Wednesday, September 30, 2009

Michael Pollan: Food and Healthcare Reform

I just finished reading 2 articles about food recently published in the mainstream press. Michael Pollan penned Big Food vs. Big Insurance in the New York Times on 9.10.2009. You may be familiar with Michael Pollan as he as written numerous books on food such as The Omnivores Dilemma and The Defense of Food. The second article, Getting Real About the High Price of Cheap Food by Bryan Walsh, appeared in Time magazine on August 21, 2009. These thought provoking articles illustrate the confusion, greed, vulnerability, and hope surrounding the food we eat.

I admit to being a big fan of Michal Pollan. Although I don’t agree with him on everything, I think his research and forthrightness are not only welcome but essential. In my previous blog posting, I mentioned that the health care reform debate needs a paradigm shift to ensure that all Americans health care needs are met. In Pollan”s article, he connects food and health care reform.

In his article, Pollan focuses on the health care reform debate by stating, “The American way of eating has become the elephant in the room in the debate over health care.” The Center for Disease Control has reported that 75% of health care spending is for “preventable chronic diseases.” Startling financial statistics include: Americans annually spend $147 billion to treat obesity and $116 billion to treat diabetes. Treating obesity accounts for 10% of health care spending. Pollan’s article questions why we aren’t discussing food and food system reform.

Pollan proposes that the US government is actually subsidizing the cost of treating Type 2 Diabetes.
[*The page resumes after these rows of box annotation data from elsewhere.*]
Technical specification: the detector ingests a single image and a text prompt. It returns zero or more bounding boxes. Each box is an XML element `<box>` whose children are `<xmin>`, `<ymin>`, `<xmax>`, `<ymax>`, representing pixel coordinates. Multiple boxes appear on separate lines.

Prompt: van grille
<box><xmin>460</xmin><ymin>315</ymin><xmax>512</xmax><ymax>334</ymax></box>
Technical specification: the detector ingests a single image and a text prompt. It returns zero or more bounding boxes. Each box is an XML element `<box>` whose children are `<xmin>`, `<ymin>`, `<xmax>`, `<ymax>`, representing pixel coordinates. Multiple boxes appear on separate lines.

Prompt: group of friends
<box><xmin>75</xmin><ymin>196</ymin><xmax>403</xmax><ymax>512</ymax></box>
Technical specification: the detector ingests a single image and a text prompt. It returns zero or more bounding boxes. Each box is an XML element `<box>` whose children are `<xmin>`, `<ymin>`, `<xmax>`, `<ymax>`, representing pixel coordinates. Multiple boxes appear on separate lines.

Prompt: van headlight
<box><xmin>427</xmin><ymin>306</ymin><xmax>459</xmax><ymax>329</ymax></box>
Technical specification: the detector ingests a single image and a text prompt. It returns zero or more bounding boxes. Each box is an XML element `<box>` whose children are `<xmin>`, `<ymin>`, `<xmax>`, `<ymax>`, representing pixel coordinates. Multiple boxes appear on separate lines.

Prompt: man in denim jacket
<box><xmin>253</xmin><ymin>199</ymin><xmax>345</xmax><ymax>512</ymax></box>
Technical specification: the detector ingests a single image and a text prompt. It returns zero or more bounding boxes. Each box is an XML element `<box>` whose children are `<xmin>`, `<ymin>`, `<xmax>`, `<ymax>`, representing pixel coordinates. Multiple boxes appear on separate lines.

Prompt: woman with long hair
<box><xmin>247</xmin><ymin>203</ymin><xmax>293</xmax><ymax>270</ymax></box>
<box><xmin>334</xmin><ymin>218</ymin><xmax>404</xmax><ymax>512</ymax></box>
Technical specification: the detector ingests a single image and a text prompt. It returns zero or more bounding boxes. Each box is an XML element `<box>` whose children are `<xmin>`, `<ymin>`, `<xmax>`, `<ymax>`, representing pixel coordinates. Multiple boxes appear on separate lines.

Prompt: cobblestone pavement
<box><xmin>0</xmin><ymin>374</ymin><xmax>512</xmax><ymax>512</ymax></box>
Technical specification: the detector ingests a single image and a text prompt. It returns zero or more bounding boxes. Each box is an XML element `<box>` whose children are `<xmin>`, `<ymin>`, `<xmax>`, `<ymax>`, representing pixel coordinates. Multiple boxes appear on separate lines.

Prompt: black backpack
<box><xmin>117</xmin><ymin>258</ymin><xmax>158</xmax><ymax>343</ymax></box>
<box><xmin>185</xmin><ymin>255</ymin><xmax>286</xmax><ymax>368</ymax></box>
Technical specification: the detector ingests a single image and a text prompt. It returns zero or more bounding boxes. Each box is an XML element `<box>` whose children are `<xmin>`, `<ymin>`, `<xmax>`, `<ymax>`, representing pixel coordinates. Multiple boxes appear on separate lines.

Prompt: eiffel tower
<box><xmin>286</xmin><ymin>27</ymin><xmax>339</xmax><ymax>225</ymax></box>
For example, over the past 10 years, lawmakers in Washington D.C. have given more than $50 billion dollars to the corn industry, thus allowing the corn to remain cheap and therefore widely available. How is corn related to health care? The increasing consumption of high fructose corn syrup (HFCS) is currently fueling the obesity and diabetes epidemics. Cheap corn allows the average person to buy a Big Mac, fries, and a Coke from McDonalds for about $5. This cheap meal not only has no nutritional value but also contains a whopping 1200 calories. This is more than half of the recommended daily caloric intake for an adult.
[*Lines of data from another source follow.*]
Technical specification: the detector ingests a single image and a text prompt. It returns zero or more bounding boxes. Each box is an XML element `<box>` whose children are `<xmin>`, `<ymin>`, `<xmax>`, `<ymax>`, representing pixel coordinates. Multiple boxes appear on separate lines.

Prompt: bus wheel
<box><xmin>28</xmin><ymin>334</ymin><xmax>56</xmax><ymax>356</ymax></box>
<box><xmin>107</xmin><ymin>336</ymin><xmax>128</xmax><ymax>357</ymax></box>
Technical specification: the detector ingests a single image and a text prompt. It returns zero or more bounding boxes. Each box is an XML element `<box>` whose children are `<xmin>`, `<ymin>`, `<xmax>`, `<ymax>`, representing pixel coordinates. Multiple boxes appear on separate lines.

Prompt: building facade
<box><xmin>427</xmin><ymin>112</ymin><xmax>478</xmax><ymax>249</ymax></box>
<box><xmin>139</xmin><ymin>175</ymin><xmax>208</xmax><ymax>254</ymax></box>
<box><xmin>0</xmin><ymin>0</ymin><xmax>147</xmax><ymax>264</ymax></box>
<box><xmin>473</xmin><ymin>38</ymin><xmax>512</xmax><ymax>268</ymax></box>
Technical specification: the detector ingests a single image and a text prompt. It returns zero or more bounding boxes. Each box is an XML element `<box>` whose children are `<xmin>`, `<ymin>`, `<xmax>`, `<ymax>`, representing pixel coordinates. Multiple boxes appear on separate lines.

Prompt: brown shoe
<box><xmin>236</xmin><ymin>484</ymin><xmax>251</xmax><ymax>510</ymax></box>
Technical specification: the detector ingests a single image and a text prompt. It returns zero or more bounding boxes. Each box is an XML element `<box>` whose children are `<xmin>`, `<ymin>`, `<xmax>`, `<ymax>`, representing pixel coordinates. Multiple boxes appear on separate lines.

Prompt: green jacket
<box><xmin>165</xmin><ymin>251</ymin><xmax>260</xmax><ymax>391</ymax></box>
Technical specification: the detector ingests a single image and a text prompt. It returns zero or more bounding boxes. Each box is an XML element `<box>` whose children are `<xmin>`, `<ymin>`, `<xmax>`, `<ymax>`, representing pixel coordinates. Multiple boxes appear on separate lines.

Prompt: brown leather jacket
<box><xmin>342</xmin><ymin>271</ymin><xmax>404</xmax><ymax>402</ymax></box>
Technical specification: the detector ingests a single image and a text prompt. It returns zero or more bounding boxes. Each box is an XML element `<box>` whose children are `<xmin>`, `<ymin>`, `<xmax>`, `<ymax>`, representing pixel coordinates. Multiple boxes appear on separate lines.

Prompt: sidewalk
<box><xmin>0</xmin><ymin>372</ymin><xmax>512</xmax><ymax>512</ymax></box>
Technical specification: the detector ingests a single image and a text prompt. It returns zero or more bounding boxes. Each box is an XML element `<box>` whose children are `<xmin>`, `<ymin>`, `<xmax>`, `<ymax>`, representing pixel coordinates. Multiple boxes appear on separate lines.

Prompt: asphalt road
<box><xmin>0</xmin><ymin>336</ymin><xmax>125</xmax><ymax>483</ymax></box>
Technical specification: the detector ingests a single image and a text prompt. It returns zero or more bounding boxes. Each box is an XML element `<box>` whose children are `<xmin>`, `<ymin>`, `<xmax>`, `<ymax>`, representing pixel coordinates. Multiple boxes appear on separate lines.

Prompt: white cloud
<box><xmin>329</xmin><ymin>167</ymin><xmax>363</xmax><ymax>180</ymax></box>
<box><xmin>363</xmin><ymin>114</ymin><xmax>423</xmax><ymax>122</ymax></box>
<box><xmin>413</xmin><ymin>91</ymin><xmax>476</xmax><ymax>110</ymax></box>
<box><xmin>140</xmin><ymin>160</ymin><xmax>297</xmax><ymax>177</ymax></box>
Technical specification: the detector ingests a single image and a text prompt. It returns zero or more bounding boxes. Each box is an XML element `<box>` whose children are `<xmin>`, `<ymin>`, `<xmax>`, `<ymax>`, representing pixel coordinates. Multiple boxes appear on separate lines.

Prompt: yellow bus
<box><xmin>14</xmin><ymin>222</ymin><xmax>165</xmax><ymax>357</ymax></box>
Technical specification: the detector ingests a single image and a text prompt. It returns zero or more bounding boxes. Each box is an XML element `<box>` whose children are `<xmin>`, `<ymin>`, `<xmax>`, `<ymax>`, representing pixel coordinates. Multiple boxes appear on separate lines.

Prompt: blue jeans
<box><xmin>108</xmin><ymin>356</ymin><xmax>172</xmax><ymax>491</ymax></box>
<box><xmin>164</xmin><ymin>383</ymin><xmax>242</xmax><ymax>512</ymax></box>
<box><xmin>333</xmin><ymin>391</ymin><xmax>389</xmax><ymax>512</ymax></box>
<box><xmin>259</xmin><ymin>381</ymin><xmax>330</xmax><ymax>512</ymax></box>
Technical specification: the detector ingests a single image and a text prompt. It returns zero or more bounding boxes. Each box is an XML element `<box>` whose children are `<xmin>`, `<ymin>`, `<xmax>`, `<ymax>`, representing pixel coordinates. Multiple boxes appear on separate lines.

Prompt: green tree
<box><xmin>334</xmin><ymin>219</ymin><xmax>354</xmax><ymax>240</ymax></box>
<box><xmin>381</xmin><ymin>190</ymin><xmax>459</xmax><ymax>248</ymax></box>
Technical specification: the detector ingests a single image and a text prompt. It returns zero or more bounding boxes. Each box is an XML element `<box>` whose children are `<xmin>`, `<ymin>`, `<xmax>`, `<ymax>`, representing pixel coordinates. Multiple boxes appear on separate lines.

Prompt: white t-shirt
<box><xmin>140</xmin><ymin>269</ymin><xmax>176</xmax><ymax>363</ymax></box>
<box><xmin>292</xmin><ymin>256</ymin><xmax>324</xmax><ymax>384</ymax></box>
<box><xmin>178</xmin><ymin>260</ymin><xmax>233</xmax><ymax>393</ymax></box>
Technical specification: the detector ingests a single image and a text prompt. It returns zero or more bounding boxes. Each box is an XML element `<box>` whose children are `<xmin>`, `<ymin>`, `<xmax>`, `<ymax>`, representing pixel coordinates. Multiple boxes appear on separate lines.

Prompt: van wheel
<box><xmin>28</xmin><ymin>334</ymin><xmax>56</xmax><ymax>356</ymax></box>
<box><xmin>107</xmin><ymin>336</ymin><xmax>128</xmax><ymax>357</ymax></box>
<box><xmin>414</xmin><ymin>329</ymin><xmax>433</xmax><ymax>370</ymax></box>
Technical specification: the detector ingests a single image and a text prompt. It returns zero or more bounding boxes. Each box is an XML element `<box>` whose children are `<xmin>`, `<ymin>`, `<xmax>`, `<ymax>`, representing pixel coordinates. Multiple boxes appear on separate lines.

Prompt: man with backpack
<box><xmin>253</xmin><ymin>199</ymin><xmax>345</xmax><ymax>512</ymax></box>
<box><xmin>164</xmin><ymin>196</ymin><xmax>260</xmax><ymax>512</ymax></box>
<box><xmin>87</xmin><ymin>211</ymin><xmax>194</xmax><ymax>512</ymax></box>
Cheap food may be cheap at the point of sale but Pollan and Walsh both point out that when other costs are taken into consideration, the cost of food is actually much higher. Costs normally invisible to the average food consumer include:
  1. the health impact (and treatment): Some of these numbers were discussed earlier·
  2. environmental degradation: 19% of fossil fuels used in the U.S. are used for our “energy-intensive food system); 23 million tons of fertilizer are used annually to grow crops in the U.S.; runoff from these intensive fertilizers pollute Midwest rivers and the Gulf of Mexico killing sea life. The fishing industry in the Gulf of Mexico loses 212,000 metrics tons of seafood yearly due to this fertilizer runoff.
  3. animal welfare: 70% of antibiotics administered in the U.S. are given to animals raised for food, not humans, This leads to antibiotics resistance in animals and humans that costs the public-health system $4-5 billion annually.
These are just some of the costs, which illustrate that our food system is not sustainable as it currently stands. Not only do Pollan and Walsh illustrate the problems associated with our current food and health care system, they both invite discussion as to how best to develop a new food and health care paradigm. I’m thankful to both of them for illustrating the “uncomfortable realities of how we eat.”

I don’t believe all hope is lost. In an upcoming blog post, I’ll discuss why I’m hopeful that true change is possible.